Take three pieces of mane at the top of the mane, as you would for a normal plait, but thicker pieces.  Plait them (each piece over once) and when you are about to plait a piece that has already been plaitted once in again, add another similar size piece of mane in from the remaining mane.  Keep doing this.  Not sure if you can visualise this!  Each time you plait the side that the mane is on in, add another bit of mane.

Main points- 
Keep the bits you are plaitting in even sized.
Pull the mane tight each time, so you don't get baggy bits.
Although tight, allow for flexing of the neck.  (I quite often redo running plaits at shows between classes as they can get loose)

At the bottom of the mane, when you run out of mane, continue plaitting the three pieces down, and then I roll them up like a normal plait.

Some horses, especially those with longer necks, are better if you finish the plait earlier, and roll the end up, then do another rolled plait at the bottom of the neck.

Hope that this has been some use - hopeless at photo uploading!


----------



## OEH (27 October 2010)

Here's a photo of one (Iberian type) on my Xaile:


----------



## x1xpixiex1x (27 October 2010)

OEH said:



			Here's a photo of one (Iberian type) on my Xaile:





Click to expand...

well that makes mine look awful.







I was taking Tia to her first show and didn't really want to spend hours on her plaits, instead of her general condition. This was her running plait a friend done for me quickly which she pulled out after the first class! I'm not sure how to do them sorry but I'm sure youtube might have some good videos that maybe helpful? x


----------



## MissMistletoe (27 October 2010)

OEH, beautiful horse. Would you leave the forelock loose,or plait that? 
Thanks.


----------



## Sol (27 October 2010)

Think the main point is, keep it snug to the crest!! Some people seem to plait at the very end of the mane (kinda like in the photo you found actually ) And this wont stay in at all! 
Also, they work best it seems on horses with very consistent head carriages. If you look at most iberian horses, they rarely stretch or work long and low or anything, so the neck length never really alters - so the plait is never stretched (which would cause it to loosen). The moment your horse puts its head down, it is very likely that the plait will loosen and even if it doesn't come out, 'waves' will appear in it


----------



## OEH (28 October 2010)

I plait the forlock as well for competitions, but for schooling I leave it down as he looks nicer with it down.

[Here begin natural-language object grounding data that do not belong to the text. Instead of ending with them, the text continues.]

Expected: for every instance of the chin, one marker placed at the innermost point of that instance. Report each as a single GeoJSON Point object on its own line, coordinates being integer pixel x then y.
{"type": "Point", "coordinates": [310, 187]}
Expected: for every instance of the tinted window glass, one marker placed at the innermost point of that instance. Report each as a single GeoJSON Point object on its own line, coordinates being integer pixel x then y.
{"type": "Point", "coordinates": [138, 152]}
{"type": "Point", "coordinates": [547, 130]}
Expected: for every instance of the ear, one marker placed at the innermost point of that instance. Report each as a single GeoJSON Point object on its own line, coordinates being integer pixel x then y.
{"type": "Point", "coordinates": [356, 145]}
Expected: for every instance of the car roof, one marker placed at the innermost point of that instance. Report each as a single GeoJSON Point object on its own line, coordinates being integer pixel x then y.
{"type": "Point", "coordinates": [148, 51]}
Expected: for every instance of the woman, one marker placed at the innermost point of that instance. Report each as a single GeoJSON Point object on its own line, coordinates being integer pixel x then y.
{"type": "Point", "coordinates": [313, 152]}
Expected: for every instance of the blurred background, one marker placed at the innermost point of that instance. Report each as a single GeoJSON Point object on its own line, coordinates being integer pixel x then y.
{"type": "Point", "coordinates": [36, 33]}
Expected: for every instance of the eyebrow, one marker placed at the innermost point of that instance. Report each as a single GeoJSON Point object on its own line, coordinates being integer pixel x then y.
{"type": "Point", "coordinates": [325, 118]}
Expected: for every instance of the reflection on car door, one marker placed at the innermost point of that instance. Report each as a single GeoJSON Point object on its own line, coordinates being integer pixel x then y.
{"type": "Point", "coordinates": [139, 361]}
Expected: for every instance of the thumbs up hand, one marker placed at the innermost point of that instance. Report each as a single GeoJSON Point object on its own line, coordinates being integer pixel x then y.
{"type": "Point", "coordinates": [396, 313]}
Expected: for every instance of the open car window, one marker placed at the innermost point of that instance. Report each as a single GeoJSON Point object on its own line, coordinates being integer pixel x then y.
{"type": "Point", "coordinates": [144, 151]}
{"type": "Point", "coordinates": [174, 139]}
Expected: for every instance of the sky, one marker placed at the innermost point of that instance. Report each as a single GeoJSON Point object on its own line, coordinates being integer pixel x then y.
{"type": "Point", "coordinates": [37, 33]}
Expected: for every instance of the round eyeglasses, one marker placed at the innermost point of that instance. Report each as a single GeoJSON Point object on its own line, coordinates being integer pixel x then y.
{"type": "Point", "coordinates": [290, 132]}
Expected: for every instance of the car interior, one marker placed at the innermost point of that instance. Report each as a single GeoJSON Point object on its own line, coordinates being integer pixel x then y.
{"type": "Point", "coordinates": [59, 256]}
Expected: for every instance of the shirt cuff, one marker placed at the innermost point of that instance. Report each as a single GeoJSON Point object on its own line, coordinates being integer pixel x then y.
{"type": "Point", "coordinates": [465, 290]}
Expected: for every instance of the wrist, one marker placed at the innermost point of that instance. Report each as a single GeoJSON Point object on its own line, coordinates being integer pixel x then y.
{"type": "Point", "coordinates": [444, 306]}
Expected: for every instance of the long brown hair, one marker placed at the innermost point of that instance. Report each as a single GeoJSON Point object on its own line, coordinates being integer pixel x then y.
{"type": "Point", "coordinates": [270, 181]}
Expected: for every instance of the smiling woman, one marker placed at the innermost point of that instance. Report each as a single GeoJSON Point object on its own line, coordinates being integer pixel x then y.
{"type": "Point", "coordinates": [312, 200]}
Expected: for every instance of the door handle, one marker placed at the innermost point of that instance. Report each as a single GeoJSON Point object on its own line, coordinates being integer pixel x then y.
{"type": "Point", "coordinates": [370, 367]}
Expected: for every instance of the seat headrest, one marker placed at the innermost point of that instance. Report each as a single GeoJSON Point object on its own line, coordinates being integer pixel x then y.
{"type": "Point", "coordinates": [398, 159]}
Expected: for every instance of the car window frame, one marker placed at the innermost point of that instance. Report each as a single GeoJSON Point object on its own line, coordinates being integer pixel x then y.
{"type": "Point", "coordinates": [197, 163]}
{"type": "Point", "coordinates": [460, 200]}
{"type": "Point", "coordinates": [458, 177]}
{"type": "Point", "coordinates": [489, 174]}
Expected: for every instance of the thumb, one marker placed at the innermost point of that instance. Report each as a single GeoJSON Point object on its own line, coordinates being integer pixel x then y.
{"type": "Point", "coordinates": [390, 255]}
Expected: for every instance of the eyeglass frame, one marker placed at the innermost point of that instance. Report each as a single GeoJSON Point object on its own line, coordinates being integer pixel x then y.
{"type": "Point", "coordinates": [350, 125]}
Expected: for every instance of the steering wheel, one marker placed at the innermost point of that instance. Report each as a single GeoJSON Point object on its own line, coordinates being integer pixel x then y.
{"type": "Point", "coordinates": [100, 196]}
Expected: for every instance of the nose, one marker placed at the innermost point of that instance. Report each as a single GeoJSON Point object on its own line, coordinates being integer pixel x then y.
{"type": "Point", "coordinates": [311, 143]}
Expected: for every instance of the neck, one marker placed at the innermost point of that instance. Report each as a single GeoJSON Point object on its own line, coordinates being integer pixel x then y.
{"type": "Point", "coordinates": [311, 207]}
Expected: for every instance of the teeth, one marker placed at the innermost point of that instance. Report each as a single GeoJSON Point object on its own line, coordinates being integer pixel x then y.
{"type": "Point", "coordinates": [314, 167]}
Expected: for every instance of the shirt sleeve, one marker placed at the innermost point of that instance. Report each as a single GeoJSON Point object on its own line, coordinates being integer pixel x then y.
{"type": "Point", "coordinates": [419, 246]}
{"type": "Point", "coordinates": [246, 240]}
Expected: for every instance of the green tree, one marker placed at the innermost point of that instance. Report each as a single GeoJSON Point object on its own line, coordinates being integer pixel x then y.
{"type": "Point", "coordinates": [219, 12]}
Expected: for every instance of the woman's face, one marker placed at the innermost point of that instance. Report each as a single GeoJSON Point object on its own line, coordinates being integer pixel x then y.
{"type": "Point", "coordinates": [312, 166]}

The stretching out thing is really irritating as my Iberian does work long and low when we're warming up!  The best solution I've found to this is to sew down the line of the plait as well and use as much hair gel when plaiting and spray after as possible, but it still always goes wiggly.  Some people only put them in after warming up.


----------



## OEH (28 October 2010)

one that's gone wiggly.


----------



## Durham (28 October 2010)

Definitely check what happens when they stretch down!!  I did my section C in a running plait for grading because I did not want to pull her lovely mane too much.  It looked wonderful standing still and when I had a trial run at home.  But the minute she stretched it went into a terrible wriggly snake and all I could do was darn it - never again!!  It got even worse after loose jumping lol


----------



## samcrob (28 October 2010)

Thanks for your advice and pics guys. OEH and pixie they are brill. I think i'' have to wait until dex's mane gets a bit longer (it'll probably all get rubbed out with his rug though)!
And thanks littlemac didn't think about looking on youtube but found this:
http://www.youtube.com/watch?v=r5v905sJeu0
It makes more sense now!


----------



## KVH (28 October 2010)

Do a trellis instead!


----------